The Supreme Court had struck down Section 66A of the Information Technology Act in its entirety in a judgment delivered in 2015 (Shreya Singhal vs. Union of India). Last year, the Apex Court had expressed its concern and displeasure about the continued use of this 'unconstitutional' Section 66A of the IT Act.
Recently, a person named Rohit Singhal approached the High Court seeking to quash the F.I.R.registered against him under Sections 3/7 Essential Commodities Act, and Section 66A Information Technology Act. Before the Division Bench of the High Court, the counsel for the petitioner cited the Supreme Court judgment in Shreya Singhal.
However, the Court refused to quash the FIR under Section 66A and instead directed that the petitioner shall not be arrested in above mentioned case, till the submission of the police report under section 173(2) Cr.P.C., if any, before the competent court. The petitioner was also directed to cooperate with the investigation of the case.
More recently, a Journalist Shiv Kumar (Amar Ujala), approached the High Court seeking to quash the FIR registered against him under section 188 and 505 of Indian Penal Code read with section 3 of Epidemic Act and Section 66A of Information Technology Act. Disposing of his petition, the Court found that 'it is apparent that cognizable offence is there for which investigation is in process, hence no ground for indulgence is made out.' The Court however granted protection to the petitioner until filing of Police Report.
The Court could have quashed the FIR in so far as Section 66A is concerned, but it did not.
The Supreme Court had struck down Section 66A of the Information Technology Act, for being violative of Article 19(1)(a) and not saved under Article 19(2). Section 66A was introduced in the Information Technology Act by virtue of an Amendment Act of 2009. The said provision penalised any person who sends, by means of a computer resource or a communication device,— (a) any information that is grossly offensive or has menacing character; or (b) any information which he knows to be false, but for the purpose of causing annoyance, inconvenience, danger, obstruction, insult, injury, criminal intimidation, enmity, hatred or ill will, persistently by making use of such computer resource or a communication device; or (c) any electronic mail or electronic mail message for the purpose of causing annoyance or inconvenience or to deceive or to mislead the addressee or recipient about the origin of such messages. The offence was made punishable with imprisonment for a term which may extend to three years and with fine.
The Internet Freedom Foundation had released a paper two years ago, claiming that Section 66A continued to be used across India, despite the judgement. The paper, co-authored by Abhinav Sekhri and Apar Gupta, had called Section 66A a "legal zombie", asserting that it haunts to Indian criminal process, despite more than three years having passed since the judgment.
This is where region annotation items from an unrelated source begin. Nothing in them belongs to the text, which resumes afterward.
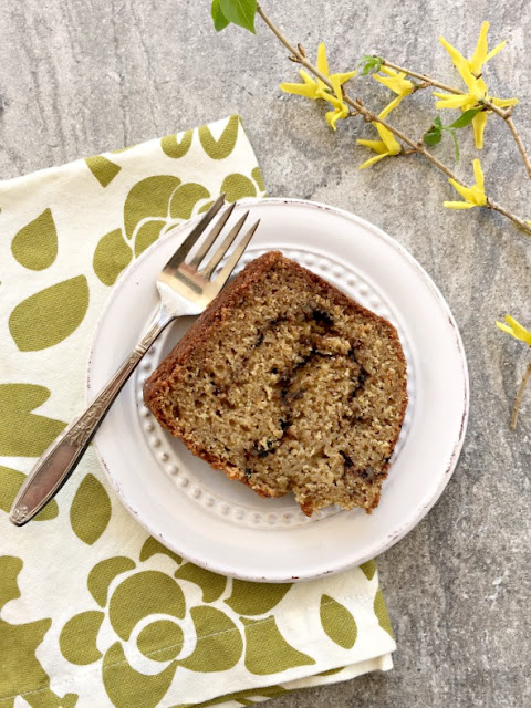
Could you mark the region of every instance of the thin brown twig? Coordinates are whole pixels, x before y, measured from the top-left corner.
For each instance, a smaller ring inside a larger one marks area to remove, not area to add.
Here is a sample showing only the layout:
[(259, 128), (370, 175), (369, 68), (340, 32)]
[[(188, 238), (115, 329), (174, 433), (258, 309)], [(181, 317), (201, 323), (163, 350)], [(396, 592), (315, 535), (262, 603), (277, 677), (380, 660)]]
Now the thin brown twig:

It had argued that this was because of deeper institutional problems which resulted in judicial decisions not reaching state actors at the ground level. "Right from the police station, to trial courts, and all the way to High Courts, one finds that Section 66-A is still in use despite it being denied a place on the statute book," the study had said.
In January 2019, the People's Union for Civil Liberties (PUCL), approached the Apex Court highlighting the continued use of Section 66A of the Information Technology Act. Agreeing with the suggestion mooted by the Attorney General of India, the Supreme Court disposed of this application by directing all High Courts to make available the copies of the Supreme Court judgment in 'Shreya Singhal v. Union of India' to all the District Courts with eight weeks.